As much as the $4 trillion budget President Barack Obama sent to Congress Monday is a highly political document giving his allies things to rally around and his opponents proposals about which to grouse, the spending plan succeeds at putting two issues of irrefutable importance front and center — the nation's failure to address its crumbling infrastructure at home and the growing pile of profits held by U.S. firms abroad.
Finding a solution to both these problems ought to be a higher priority for Washington than holding up funding for the U.S. Department of Homeland Security or even finding ways to finance community college. And as it happens, Mr. Obama has chosen to link them — proposing a substantial increase in spending on roads and bridges that would be financed by a 14-to-19 percent tax on foreign earnings.
This is not necessarily the ideal solution for transportation. In the past, the federal government has relied more heavily on motor fuel taxes as a "user fee" on drivers since the more cars and trucks were driven, the more taxes were paid. But the failure of Congress to raise the tax to match inflation (the tax on gasoline has been stuck at 18.4 cents per gallon for more than two decades) and the rise of fuel efficient vehicles has created a severe funding shortfall in the federal Highway Trust Fund and a substantial backlog of construction and repair projects nationwide.
What's needed is an injection of spending and the sooner the better since congestion and disrepair is only getting more costly to consumers and businesses alike. If Congress is unwilling to raise the politically-unpopular gas tax (even at a time when a massive decline in oil prices would more than insulate motorists from the higher levy), then closing the loophole on overseas profits makes considerable sense.
General Electric, Microsoft, Pfizer, Apple — the list of corporations with tens of billions of dollars in what's technically known as Indefinitely Reinvested Earnings is substantial. Overall, there's more than $2 trillion parked offshore, stuck there in large measure because the corporate tax rate in the U.S. is far higher than it is in much of the rest of the world (although it also offers a considerable number of loopholes, but that's another problem for another day).
What the president is proposing is far below the 35 percent top rate on domestic corporate earnings. And the beauty of the plan is that everyone wins — offshore earnings come home and get taxed at a lower rate, these and other companies then benefit from infrastructure upgrades and the U.S. economy gets a multi-billion-dollar infusion of construction projects that will put hundreds of thousands more Americans to work.

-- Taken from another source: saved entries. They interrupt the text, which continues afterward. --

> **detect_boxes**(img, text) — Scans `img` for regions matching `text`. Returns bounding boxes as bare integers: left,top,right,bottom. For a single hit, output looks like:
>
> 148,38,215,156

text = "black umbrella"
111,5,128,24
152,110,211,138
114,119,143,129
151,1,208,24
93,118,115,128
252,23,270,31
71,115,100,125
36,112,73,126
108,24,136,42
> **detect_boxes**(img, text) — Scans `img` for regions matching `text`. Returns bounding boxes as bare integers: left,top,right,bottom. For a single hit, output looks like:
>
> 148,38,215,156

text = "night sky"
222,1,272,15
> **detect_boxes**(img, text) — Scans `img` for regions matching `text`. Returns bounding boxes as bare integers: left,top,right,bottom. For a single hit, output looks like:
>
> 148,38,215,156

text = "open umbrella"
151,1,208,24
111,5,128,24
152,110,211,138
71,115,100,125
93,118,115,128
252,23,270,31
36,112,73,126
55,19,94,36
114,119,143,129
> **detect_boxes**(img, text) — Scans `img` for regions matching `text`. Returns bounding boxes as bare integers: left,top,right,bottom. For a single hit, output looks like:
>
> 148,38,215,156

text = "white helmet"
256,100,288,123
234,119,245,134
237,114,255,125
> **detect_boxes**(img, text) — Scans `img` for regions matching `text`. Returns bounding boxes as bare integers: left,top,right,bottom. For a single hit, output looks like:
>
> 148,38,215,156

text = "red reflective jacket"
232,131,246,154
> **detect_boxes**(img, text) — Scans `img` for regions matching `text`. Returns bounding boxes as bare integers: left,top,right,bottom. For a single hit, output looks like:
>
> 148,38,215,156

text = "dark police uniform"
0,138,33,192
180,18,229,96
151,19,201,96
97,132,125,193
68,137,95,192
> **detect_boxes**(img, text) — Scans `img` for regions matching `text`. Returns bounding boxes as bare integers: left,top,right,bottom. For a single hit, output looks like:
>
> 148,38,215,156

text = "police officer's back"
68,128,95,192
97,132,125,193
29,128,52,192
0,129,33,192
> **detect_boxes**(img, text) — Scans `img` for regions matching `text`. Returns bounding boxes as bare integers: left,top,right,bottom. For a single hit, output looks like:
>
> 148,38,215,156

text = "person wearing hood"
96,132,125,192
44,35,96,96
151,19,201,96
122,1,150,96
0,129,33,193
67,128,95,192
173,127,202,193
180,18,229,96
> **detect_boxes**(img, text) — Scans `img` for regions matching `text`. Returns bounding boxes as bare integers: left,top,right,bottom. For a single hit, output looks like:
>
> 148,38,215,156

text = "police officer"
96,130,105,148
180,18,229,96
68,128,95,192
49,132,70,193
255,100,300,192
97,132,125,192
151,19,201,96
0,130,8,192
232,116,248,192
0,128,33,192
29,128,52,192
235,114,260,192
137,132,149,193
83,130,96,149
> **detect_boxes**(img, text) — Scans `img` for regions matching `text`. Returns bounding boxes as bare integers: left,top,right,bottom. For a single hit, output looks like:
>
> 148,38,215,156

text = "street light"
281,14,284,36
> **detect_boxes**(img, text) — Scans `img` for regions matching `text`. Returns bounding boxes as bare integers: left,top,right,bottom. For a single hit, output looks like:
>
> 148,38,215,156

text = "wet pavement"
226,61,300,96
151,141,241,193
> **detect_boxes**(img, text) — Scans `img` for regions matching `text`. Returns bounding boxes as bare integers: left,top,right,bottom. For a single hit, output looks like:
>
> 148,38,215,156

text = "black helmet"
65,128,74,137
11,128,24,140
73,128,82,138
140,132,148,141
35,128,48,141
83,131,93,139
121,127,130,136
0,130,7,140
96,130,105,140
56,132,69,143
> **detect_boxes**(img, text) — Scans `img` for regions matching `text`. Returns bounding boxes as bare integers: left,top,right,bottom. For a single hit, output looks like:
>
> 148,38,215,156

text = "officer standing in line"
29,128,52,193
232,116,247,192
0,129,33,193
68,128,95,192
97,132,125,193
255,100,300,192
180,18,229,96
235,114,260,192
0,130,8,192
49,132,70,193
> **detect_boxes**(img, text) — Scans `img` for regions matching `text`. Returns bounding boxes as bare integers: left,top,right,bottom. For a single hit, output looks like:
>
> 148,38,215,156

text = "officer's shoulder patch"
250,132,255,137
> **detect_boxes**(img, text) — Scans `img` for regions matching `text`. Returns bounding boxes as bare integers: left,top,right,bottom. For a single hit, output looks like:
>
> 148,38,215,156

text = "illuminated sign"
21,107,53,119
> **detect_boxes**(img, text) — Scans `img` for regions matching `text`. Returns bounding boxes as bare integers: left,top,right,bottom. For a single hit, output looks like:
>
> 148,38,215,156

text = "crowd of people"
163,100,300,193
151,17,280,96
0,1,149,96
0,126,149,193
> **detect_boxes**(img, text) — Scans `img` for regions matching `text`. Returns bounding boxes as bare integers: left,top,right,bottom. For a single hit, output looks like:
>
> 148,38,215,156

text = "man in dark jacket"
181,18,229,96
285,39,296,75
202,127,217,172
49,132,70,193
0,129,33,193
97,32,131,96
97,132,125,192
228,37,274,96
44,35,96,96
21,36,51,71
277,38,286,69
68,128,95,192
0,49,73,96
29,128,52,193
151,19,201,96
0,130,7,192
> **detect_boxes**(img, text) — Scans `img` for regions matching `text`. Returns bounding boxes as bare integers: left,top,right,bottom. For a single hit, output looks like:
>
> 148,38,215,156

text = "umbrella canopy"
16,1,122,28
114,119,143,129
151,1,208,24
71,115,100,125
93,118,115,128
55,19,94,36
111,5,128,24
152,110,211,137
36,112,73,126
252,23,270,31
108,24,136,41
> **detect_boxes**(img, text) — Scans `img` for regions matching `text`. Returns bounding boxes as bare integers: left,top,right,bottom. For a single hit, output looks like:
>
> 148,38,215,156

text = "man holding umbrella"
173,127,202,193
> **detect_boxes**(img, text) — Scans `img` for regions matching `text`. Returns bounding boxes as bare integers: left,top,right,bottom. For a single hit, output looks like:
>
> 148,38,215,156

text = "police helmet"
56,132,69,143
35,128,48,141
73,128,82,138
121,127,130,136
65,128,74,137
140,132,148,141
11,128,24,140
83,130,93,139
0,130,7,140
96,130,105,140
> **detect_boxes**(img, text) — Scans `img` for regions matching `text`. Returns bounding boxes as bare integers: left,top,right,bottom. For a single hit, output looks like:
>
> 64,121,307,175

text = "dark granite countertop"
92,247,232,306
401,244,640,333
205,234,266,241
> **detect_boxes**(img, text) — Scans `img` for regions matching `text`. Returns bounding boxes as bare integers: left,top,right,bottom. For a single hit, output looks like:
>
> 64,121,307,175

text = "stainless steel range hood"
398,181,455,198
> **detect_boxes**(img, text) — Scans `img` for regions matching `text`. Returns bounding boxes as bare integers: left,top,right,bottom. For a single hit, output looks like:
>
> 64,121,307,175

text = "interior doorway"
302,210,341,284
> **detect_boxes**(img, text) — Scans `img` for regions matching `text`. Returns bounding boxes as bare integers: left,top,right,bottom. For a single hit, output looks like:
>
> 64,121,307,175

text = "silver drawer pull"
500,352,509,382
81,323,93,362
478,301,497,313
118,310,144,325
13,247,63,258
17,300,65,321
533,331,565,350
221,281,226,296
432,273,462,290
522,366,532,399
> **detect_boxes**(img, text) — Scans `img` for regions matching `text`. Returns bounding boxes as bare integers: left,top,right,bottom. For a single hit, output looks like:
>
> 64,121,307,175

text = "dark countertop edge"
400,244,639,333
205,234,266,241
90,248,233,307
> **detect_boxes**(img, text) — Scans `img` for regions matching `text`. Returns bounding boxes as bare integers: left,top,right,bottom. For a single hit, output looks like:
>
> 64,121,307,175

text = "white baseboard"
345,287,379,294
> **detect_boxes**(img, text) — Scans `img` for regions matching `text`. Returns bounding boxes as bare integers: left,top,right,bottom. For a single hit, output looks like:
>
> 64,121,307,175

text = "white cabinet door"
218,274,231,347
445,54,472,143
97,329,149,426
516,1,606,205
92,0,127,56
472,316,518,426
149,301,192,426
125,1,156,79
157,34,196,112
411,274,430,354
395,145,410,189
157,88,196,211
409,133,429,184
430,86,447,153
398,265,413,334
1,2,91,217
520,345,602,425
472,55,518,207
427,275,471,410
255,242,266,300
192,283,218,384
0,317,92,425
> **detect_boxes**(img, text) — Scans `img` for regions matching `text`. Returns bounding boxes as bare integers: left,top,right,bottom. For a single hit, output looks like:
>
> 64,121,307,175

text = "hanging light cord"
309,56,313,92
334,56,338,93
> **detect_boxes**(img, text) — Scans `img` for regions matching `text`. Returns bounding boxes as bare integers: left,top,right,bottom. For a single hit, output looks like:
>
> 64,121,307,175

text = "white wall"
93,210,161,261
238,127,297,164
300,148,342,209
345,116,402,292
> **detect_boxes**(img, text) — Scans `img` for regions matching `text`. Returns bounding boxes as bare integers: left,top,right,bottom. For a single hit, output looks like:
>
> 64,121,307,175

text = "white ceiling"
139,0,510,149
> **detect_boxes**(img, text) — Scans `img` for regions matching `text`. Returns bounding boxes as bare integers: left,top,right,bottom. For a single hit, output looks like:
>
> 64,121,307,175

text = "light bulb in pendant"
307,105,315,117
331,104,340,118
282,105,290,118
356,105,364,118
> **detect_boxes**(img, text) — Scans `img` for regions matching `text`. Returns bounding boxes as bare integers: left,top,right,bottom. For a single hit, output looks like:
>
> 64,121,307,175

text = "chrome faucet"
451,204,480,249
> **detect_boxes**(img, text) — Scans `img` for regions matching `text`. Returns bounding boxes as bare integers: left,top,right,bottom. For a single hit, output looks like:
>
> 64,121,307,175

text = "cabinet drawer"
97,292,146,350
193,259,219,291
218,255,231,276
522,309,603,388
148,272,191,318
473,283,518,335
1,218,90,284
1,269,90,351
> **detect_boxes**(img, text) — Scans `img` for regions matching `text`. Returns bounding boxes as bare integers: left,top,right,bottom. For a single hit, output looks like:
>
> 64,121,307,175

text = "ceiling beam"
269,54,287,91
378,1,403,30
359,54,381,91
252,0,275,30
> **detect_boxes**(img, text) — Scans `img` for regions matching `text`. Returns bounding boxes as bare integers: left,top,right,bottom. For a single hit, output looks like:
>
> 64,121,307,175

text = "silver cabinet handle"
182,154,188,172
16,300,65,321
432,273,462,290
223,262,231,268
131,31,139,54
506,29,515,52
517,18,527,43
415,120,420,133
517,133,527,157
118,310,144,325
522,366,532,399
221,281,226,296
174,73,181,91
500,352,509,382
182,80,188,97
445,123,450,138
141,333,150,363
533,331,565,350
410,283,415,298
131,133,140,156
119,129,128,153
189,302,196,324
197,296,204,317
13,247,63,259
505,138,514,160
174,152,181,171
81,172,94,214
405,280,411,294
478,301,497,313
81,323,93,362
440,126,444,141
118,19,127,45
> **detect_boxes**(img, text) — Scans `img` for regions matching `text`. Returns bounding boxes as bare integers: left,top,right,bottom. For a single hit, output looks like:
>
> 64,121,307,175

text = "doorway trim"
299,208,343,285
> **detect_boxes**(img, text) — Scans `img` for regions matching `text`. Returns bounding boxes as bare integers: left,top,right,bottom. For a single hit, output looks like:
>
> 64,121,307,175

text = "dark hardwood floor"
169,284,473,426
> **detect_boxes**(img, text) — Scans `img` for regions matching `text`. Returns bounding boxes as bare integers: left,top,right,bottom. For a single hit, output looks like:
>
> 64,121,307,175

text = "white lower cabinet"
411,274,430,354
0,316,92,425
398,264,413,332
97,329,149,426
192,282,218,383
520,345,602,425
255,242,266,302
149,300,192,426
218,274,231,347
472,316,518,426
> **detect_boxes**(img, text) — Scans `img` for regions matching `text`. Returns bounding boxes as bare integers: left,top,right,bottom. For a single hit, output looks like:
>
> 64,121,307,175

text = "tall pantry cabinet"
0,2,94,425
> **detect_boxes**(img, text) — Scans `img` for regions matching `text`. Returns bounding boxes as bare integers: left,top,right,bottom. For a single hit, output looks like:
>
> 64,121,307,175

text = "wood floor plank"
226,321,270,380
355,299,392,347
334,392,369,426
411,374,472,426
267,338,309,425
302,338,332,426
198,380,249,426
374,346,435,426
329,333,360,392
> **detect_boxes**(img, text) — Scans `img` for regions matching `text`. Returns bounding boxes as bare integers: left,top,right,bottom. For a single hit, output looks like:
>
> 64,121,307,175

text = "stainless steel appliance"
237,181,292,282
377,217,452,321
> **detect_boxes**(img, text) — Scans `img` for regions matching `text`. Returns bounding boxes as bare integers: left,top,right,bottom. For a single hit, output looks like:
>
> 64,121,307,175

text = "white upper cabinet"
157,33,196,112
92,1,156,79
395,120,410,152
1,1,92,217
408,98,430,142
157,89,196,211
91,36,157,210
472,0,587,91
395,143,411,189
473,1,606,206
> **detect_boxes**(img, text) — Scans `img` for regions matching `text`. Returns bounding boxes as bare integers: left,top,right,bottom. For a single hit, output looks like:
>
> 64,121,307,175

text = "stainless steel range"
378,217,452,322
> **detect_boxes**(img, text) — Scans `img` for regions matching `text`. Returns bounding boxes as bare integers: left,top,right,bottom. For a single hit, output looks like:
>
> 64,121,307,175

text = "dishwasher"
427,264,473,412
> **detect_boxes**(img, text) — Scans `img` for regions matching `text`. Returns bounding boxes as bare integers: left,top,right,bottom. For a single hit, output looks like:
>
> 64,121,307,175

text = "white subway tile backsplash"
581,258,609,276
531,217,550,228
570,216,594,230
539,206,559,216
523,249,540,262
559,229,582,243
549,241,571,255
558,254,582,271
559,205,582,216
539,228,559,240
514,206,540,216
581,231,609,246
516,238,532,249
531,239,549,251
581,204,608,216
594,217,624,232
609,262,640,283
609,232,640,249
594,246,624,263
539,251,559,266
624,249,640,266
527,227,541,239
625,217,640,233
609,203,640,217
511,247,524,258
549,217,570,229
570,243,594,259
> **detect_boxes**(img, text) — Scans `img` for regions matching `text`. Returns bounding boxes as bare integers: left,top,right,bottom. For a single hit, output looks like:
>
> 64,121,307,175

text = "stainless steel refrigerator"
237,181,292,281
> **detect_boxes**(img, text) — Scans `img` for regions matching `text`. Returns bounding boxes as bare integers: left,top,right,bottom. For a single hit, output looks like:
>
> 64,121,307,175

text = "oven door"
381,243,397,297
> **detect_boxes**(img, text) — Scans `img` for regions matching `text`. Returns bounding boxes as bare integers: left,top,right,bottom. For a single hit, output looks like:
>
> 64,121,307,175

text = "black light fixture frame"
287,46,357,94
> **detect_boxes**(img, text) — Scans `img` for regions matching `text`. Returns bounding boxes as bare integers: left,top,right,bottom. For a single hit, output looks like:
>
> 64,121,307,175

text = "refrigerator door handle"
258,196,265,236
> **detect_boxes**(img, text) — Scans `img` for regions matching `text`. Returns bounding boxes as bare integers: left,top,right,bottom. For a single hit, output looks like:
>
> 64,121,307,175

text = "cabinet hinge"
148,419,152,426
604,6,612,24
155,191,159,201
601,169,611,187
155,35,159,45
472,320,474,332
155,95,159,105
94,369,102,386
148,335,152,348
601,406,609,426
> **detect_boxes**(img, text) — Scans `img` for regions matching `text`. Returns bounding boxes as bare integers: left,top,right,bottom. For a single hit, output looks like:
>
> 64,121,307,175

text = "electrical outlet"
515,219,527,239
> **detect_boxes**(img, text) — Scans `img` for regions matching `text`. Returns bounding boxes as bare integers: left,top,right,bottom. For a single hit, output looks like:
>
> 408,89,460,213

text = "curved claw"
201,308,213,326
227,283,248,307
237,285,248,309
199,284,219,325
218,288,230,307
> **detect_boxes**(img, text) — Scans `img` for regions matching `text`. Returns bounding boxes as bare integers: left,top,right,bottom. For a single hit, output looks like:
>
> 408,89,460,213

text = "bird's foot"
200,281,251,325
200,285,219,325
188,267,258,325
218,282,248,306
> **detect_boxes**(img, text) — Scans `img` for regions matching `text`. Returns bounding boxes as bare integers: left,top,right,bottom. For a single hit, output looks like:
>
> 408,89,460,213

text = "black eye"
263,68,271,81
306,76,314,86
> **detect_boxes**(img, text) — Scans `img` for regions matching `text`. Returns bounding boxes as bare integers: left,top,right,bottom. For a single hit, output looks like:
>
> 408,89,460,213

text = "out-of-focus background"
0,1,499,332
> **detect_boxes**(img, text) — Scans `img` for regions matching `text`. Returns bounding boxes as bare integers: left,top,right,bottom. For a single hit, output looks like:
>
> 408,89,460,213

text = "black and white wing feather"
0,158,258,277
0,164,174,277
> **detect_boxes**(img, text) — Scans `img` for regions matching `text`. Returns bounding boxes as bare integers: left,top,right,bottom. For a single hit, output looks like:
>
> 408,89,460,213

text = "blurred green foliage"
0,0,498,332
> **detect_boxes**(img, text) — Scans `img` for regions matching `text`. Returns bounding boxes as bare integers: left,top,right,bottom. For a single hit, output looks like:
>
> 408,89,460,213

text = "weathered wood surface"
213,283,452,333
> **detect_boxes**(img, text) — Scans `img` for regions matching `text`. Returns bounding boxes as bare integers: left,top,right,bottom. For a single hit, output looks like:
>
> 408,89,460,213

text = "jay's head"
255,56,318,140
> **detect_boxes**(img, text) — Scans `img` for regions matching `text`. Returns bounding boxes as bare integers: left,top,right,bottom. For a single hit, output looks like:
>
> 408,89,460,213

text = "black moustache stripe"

This is an idea that will find supporters among Democrats and Republicans alike. Maryland Rep. John Delaney has offered a variation on this idea of using international tax reform to pay for domestic infrastructure and found co-sponsors for his legislation from both sides of the aisle. And while some companies may protest the idea of paying more in taxes, they ought to recognize that it also puts the U.S. on a path to reducing its overall corporate tax rate.
Indeed, there aren't a lot of options short of raising the gas tax. Republican lawmakers are unlikely to embrace Mr. Obama's ideas about reducing income inequality through higher taxes on the rich or lifting the lid on sequestration. Yet the business community is also crying out for a solution to the nation's growing transportation woes. A recent U.S. Chamber of Commerce survey found nine out of 10 middle market executives (those from mid-size companies, a sector expected to create about two-thirds of U.S. jobs) support higher taxes for better infrastructure.
Meanwhile, the American Society of Civil Engineers gives U.S. roads a grade of "D" in its most recent report card on infrastructure. Dams, water systems, levees, airports, transit and the electrical grid are scored in the same near-failing neighborhood. These crumbling assets, and the nation's inability to keep up their maintenance, are just as scary a deficit as the financial one. Under those circumstances, the U.S. can ill afford to continue to ignore foreign profits. Whether the president's proposed 19 percent tax rate is still too high is worthy of debate, but allowing those profits to avoid U.S. taxes altogether is simply not feasible.